The National Police on Wednesday released a video online that shows the arrests earlier this month of two Anonymous Cambodia members who are accused of infiltrating government websites and stealing sensitive data.
The video first shows the arrest of Bun Khing Mongkul Panha, 21, who goes by the online names Sex Machine and Black Cyber. It shows police knocking on his door and officers searching his room, uncovering CDs, a Guy Fawkes mask, and opposition CNRP paraphernalia. It then cuts to a scene of police arresting the second alleged hacker, Chou Songheng, 21, who goes by Zoro.
The two men were arrested April 7 following an eight-month operation by the National Police and the U.S. Federal Bureau of Investigation (F.B.I.), but were held secretly for over two weeks until their arrest was announced on Tuesday.
They stand accused of hacking 30 government websites and some private sector sites.
Since Cambodia currently has no cybercrime law, the two were arrested under offenses in the Cambodian Criminal Code that relate to information technology: unauthorized access to an automated data processing system; obstructing the functioning of an automated data processing system; and the fraudulent introduction, deletion or modification of data.
Mr. Panha has confessed to the crimes, while Mr. Songheng said he was only Mr. Panha’s student, according to a National Police statement released Tuesday.

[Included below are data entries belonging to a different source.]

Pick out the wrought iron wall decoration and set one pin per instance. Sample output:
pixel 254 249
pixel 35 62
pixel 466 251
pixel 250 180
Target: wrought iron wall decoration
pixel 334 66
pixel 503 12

Dim Chaoseng, the lawyer for Mr. Panha and Mr. Songheng, said Wednesday that his clients have already been charged by the Phnom Penh Municipal Court, but that he did not know what the specific charges were or when they had been laid.
“My clients have been accused of two counts, and the court is still questioning them,” he said, adding that he had not yet received a copy of the case file from the court.
Lieutenant General Chhay Sinarith, director of the Ministry of Interior’s internal security department, which is leading the investigation, declined to comment Wednesday. He said Tuesday that the investigation was “ongoing.”
The FBI’s role in the investigation is unclear, but U.S. Embassy cables leaked by anti-secrecy group WikiLeaks show there is a strong relationship between Lt. Gen. Sinarith’s internal security department and the U.S. government.
The cables show that 17 members of the internal security department, including Lt. Gen. Sinarith himself, were nominated to attend a number of U.S. training events in 2009 and 2010.
These included an International Law Enforcement Academy class on “basic intelligence collection and analysis,” and a computer crime investigation course given by the F.B.I.
A spokesman for the U.S. Embassy has declined to comment on the case.